Wepner, known as the “Bayonne Bleeder” due to his tissue paper skin, had an unspectacular record of 31-9-2 (12 KOs) and there was absolutely nothing on his resume to suggest that he had a prayer. The 36-year-old journeyman’s main claims to fame were that he’d been stopped in three rounds by a novice version of Foreman in 1969 and had lasted until the ninth against a veteran version of Sonny Liston. The latter busted Wepner up so badly that he required 72 stitches in his face.
Not surprisingly, the bout was derided by fans and written off by experts as an unapologetic mismatch. However, Wepner did far better than anyone expected and the fight became famous – and in some ways notorious – for a variety of reasons.

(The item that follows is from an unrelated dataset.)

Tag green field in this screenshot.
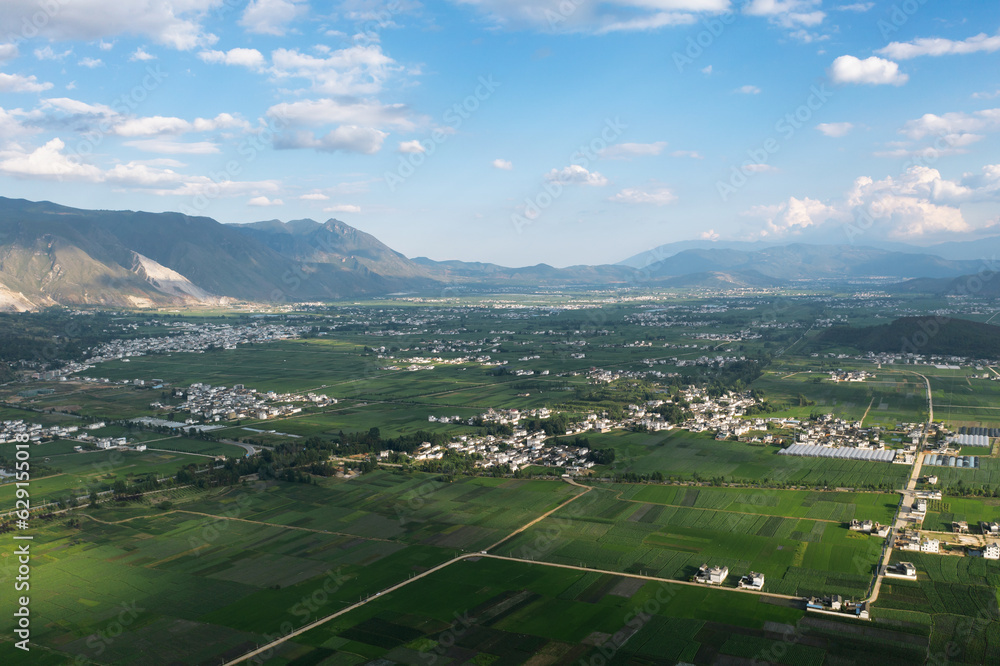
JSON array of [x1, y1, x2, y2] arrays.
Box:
[[497, 486, 892, 599]]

What follows is a series of pictures from The Ring archive that chronicle this memorable encounter and its aftermath:
Due to Ali’s immense popularity, the Wepner bout featured as cover story in the April 1975 issue of Ring Magazine.
On March 5, 1975 Ali and promoter Don King announce that proceeds from the Wepner bout will be donated to the Sahel drought appeal in Africa.

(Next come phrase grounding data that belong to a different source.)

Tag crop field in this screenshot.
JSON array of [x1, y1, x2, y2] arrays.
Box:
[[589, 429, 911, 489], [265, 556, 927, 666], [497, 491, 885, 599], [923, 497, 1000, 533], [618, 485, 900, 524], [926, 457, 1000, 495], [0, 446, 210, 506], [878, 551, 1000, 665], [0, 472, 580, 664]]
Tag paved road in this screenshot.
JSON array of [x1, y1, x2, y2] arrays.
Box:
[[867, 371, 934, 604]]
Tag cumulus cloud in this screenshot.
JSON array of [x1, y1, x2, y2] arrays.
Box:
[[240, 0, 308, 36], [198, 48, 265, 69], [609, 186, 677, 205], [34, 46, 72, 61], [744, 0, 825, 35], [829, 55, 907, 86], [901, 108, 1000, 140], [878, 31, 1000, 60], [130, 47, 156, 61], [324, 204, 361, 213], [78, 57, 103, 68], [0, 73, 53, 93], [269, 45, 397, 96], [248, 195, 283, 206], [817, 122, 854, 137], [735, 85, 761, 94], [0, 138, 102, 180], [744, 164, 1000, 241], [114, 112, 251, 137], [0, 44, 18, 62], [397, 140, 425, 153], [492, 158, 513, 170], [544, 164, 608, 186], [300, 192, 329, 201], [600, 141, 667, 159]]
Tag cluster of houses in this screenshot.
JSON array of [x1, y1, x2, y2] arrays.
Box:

Future heavyweight champion of the world Larry Holmes knocks out Charlie Green in one round on the Ali-Wepner undercard. Holmes, who had been employed by Ali as a sparring partner for years, had helped prepare his mentor for what would be the final time.

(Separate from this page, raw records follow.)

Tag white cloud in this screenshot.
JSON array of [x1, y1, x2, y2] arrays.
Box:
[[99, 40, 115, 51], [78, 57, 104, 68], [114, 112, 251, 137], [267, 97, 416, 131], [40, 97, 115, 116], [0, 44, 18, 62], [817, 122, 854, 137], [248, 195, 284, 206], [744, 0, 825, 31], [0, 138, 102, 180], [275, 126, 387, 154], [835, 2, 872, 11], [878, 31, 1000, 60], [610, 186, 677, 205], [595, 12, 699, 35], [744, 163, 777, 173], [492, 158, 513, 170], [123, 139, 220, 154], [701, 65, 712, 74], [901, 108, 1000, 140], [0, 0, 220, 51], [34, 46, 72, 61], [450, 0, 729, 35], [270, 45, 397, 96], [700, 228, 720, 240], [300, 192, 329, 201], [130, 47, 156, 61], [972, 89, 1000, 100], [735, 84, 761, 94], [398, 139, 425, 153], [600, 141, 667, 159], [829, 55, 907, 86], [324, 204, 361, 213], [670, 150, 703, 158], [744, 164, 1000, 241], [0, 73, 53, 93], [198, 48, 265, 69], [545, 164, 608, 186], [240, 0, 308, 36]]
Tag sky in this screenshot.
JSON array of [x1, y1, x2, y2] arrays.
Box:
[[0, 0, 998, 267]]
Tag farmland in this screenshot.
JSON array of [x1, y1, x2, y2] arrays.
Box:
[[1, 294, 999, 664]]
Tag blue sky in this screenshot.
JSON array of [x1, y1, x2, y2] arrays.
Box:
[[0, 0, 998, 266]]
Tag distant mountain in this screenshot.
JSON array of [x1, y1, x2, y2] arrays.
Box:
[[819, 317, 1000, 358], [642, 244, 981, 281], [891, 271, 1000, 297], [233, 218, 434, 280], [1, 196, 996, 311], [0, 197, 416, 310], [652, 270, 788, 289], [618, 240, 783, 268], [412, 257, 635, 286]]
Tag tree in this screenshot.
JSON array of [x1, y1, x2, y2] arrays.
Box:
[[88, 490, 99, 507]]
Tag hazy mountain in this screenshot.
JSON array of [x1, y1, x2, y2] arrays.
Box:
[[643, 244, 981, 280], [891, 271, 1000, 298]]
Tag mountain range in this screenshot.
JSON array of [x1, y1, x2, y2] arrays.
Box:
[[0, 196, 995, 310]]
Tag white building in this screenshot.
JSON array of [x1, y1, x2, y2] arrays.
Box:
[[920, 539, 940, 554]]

Prior to the bout taking place, Ali was presented with The Ring Magazine heavyweight championship belt that he’d earned with his KO 8 victory over Foreman. Former Editor-in-Chief Nat Loubet made the presentation.
Ali moved on Wepner early and also covered up in his signature defensive cocoon, known as the “rope-a-dope”. Tempers frayed when Ali reacted furiously to what he perceived to be rabbit punches. Referee Tony Perez eventually admonished both fighters for illegal blows.
Ali rarely missed with the jab, which opened up cuts around Wepner’s face.
In Round 9 Ali hit the canvas following a right hand to the body and received an official count. Ringside photography would later show that Wepner had stood on Ali’s foot, which contributed to the champion losing his balance. Regardless, Ali was furious and cranked up the punishment.
Wepner can’t take any more and hits the canvas following a flush right to the jaw in the 15th round. It was the first time “The Bayonne Bleeder” had ever been off his feet. Perez stopped the fight before completing the count – the official time was 2:41.
Ali, unhappy with Perez’s officiating, used an ABC post-fight show to vent his anger towards the referee. Perez’s response was a $20 million lawsuit, which was eventually quashed. The two men made peace years later.
An unemployed actor named Sylvester Stallone watched the bout on closed-circuit and was so inspired that he decided to write a script that was loosely based on what transpired in the ring. Stallone wrote the screenplay for Rocky, the movie that launched his career, inside three weeks. Wepner, who became known as “The Real Rocky”, later sued the Hollywood star for “(promoting) the Rocky movies and related products for commercial purposes without consent and without compensation,” according to court documents.